Namun Shandu berhasil memenangkan haknya mengenakan jilbab setelah pengadilan memutuskan bahwa larangan itu merupakan bentuk serangan terhadap kebebasan beragama dan tak memiliki dasar hukum.

Baru-baru ini, dua asosiasi hukum berpengaruh di Jerman menyerukan larangan penggunaan jilbab bagi hakim dan pengacara untuk menegakkan netralitas di pengadilan.

Seperti dikutip dari Independent, Rabu (10/8/2016), mereka juga melarang adanya simbol-simbol keagamaan lain di ruang pengadilan.

"Pakaian netral hakim bertindak sebagai simbol...bahwa pengadilan akan memutus sengketa mereka dengan objektif dan tak berpihak," ujar Direktur Asosiasi Hakim Jerman, Sven Rebehn, kepada Rheinische Pos.

"Peraturan tentang pakaian (yang dikenakan oleh hakim dan pengacara) tak terbatas pada jilbab, namun termasuk pakaian atau simbol agama lain," imbuhnya.

Ketua Asosiasi Hakim Administrasi Jerman, Robert Seegmuller mengatakan, seragam berupa jubah hitam, kemeja putih, dan dasi kupu-kupu, cravat, atau syal berwarna putih, penting untuk menunjukkan bahwa hasil dari kasus tak tergantung pada orang, namun semata-mata pada hukum.

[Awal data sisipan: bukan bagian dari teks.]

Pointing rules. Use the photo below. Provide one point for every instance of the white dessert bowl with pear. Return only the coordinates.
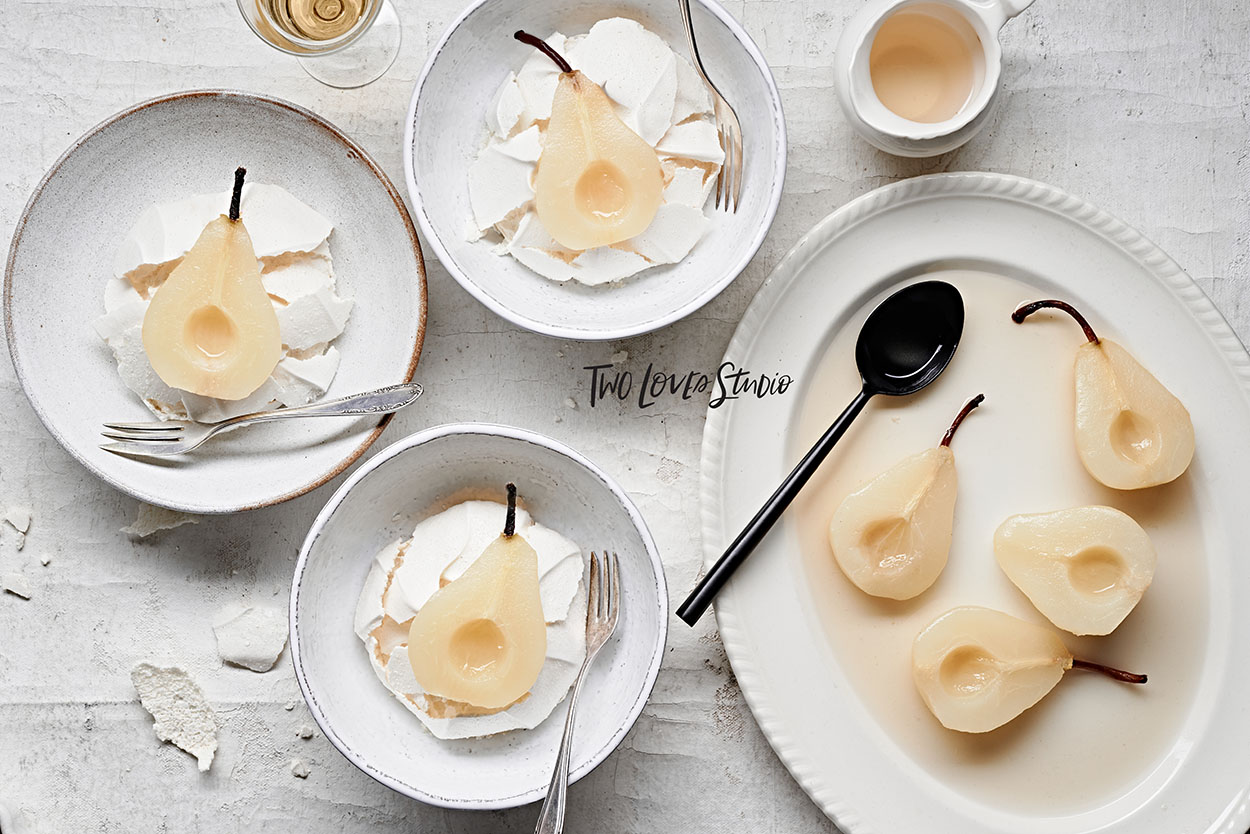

Menurut laporan The Local, Seegmuller berpendapat bahwa pakaian netral penting dikenakan khususnya dalam kasus di mana pihak penggugat merupakan non-Muslim.

Kemungkinan larangan pada jilbab bagi perwakilan hukum di pengadilan juga didukung oleh sejumlah politisi, termasuk Menteri Kehakiman Negara Bagian Baden-Wurttemberg dan Mecklenburg-Vorpommern, yang saat ini sedang menyusun undang-undang baru.

Sementara itu, Ketua Komite Urusan Hukum Bundestag, Renate Kunast mengatakan, pelarangan penggunaan jilbab akan melanggar kebebasan beragama secara serius.

Pedoman berpakaian dikeluarkan oleh Departemen Kehakiman Federal pada 2008, namun konstitusi Jerman tak melarang warga mengenakan simbol-simbol keagamaan.

Berlin memiliki hukum netral bagi pekerja sektor publik, termasuk guru. Namun pada 2013, seorang trainee lawyer atau pengacara magang yang merupakan seorang Muslim, diberitahu posisinya sedang ditinjau kembali karena mengenakan jilbab.